It was observed that majority of the respondents did not foresee the likelihood of extended work engagement and better remuneration while most of them were positive about their career success and anticipated getting advantage for higher roles/positions in the present restaurant. These findings show that even though Ng and Burke [33] posit that opportunities for progression and good training, together with a good initial salary are the most desirable job and organizational attributes important for waiters, this study found that most waiters are not given such expectations at their current workplace.
Our study also found that prevalence of depression, anxiety and stress were 38.3%, 52.3%, and 34.4%, respectively. Overall, 24.7% of waiters had all the three mental health conditions which is significantly high. The finding that 38.3% of the waiters in our study had depression is higher than that of Shani and Pizam [34] which found that only 8.7% of the hotel employees had work-related depression and Sipsma and colleagues who reported 18.7% of their respondents having depression [35]. Again, we observed a much higher prevalence of anxiety than in a Malaysian study which found 8.2% having anxiety [36]. However, our stress prevalence does not support a previous study which reported 39% stress prevalence among hotel employees in Malmo [37]. The finding that most of the waiters had at least a psychological issue supports the argument that the hospitality workplace itself may lead to the development of psychological distresses such as depression, anxiety and stress among employees [34]. It is also consistent with the position that service workers are more likely to experience poor psychosocial health [15].

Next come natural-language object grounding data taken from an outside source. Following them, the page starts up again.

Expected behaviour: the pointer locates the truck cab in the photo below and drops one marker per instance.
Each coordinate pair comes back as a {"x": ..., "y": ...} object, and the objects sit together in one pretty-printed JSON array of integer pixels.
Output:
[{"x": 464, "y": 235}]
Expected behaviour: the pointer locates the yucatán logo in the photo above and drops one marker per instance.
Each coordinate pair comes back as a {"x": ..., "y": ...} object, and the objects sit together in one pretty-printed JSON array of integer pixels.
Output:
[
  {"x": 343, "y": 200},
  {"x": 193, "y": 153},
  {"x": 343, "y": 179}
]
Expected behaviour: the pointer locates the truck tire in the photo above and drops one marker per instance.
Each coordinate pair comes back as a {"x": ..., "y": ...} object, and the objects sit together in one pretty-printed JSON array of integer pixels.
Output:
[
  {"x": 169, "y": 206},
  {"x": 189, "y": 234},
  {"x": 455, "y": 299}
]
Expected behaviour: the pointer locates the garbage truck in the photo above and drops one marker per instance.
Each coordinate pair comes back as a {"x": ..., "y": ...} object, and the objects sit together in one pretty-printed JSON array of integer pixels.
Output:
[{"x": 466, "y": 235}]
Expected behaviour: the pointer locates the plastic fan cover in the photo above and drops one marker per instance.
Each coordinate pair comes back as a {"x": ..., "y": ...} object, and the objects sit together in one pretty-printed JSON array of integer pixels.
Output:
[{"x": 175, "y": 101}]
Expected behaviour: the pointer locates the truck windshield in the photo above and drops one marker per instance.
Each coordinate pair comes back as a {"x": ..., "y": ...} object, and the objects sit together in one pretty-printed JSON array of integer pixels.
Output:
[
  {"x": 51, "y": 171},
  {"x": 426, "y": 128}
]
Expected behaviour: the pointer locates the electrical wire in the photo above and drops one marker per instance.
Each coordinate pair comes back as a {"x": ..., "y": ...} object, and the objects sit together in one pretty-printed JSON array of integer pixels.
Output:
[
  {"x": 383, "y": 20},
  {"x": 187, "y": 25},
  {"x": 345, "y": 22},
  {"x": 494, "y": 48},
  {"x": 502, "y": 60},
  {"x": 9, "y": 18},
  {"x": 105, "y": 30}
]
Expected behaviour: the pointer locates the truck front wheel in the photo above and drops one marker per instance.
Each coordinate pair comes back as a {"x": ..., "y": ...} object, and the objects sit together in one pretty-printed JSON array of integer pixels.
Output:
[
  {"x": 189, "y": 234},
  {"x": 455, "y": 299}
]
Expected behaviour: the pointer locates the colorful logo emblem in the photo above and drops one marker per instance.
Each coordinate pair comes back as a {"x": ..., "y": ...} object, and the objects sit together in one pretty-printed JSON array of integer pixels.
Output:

The high prevalence of poor mental health observed among the waiters may also be attributed to waiters’ low seniority and status in the restaurant organizational structure [38] together with unfavourable working conditions such as shift and anti-social schedules [15], heavy work strain, low social support at work, and increased psychological demands [19] which are found to accelerate the outburst of depression, anxiety and stress symptoms. Also, our finding could have resulted from excessive workload and working hours, and imbalance between work and social/family life as previously argued [39].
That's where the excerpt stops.